Thanks for helping me out here.
You might try making your oligos file contain 10 N’s and then your primer sequence. You might also tell your sequence provider that their approach was a real pain in the rear and hurts your ability to get the best possible data sicne you’re sequencing garbage.
Thanks for the fast reply.
I told them. Really annoying! Especially since they told me only after a couple of emails when I insisted on “something is wrong!”.
Anyways, I need to deal with it now. And I am really, really sorry, to have to bother other people with such things. When they make such a mess, they should at least clean it up before they sell it… They do, but you need to pay that cleaning service…
I tried several things now, none of them really worked out.
(i) make.contigs using oligo file. It scraps nearly all sequences.
The oligo file looks something like this:
primer CCTACGGGNGGCWGCAG TACNVGGGTATCTAATCC
primer CCTACGGGNGGCWGCAG NTACNVGGGTATCTAATCC
primer CCTACGGGNGGCWGCAG NNTACNVGGGTATCTAATCC
primer CCTACGGGNGGCWGCAG NNNTACNVGGGTATCTAATCC
primer CCTACGGGNGGCWGCAG NNNNTACNVGGGTATCTAATCC
…'listing all possible combinations…
barcode none none myGroup
(ii) trim.seqs after making contigs. It scraps a bit more than half of the sequences. The oligo looks something like this. The reverse is the reverse compliment:
(iii) trim.seqs prior to make.contigs. Works fine for the forward. I scrap around 2% of the sequences. Doing the exact same command (independent of reverse compliment of the reverse primer - I checked just to be sure) crashes mothur instantly without even given an entry in the logfile.

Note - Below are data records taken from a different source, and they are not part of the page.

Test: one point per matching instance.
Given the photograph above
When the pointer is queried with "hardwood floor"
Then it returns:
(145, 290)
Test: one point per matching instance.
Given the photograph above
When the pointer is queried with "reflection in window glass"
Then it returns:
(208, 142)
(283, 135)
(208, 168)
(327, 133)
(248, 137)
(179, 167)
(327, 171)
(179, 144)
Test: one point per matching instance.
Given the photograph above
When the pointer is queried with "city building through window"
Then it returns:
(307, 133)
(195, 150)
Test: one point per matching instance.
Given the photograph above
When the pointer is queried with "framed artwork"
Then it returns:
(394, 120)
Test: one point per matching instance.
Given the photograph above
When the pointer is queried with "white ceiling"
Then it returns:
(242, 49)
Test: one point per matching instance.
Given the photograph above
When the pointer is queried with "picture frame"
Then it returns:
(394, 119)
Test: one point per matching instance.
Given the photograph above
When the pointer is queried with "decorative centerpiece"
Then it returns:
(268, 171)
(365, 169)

I tried with the checkorient parameter, it affects only the time needed to run the command, naturally.
Any further suggestions? This is a huge pain for a small task… Is there an option to simply cut the first and last 20 bp of each seq? It would solve all problems.
Thanks a lot!
The chop.seqs command allows for trimming sequences by a given number of bases. http://www.mothur.org/wiki/Chop.seqs
Thanks a lot - for the fast reply and for solving this problem. That was what I had been searching for. Perfect.
To make this story complete and not just tell bad things about sequencing companies: I insisted and they sent me the trimmed sequences.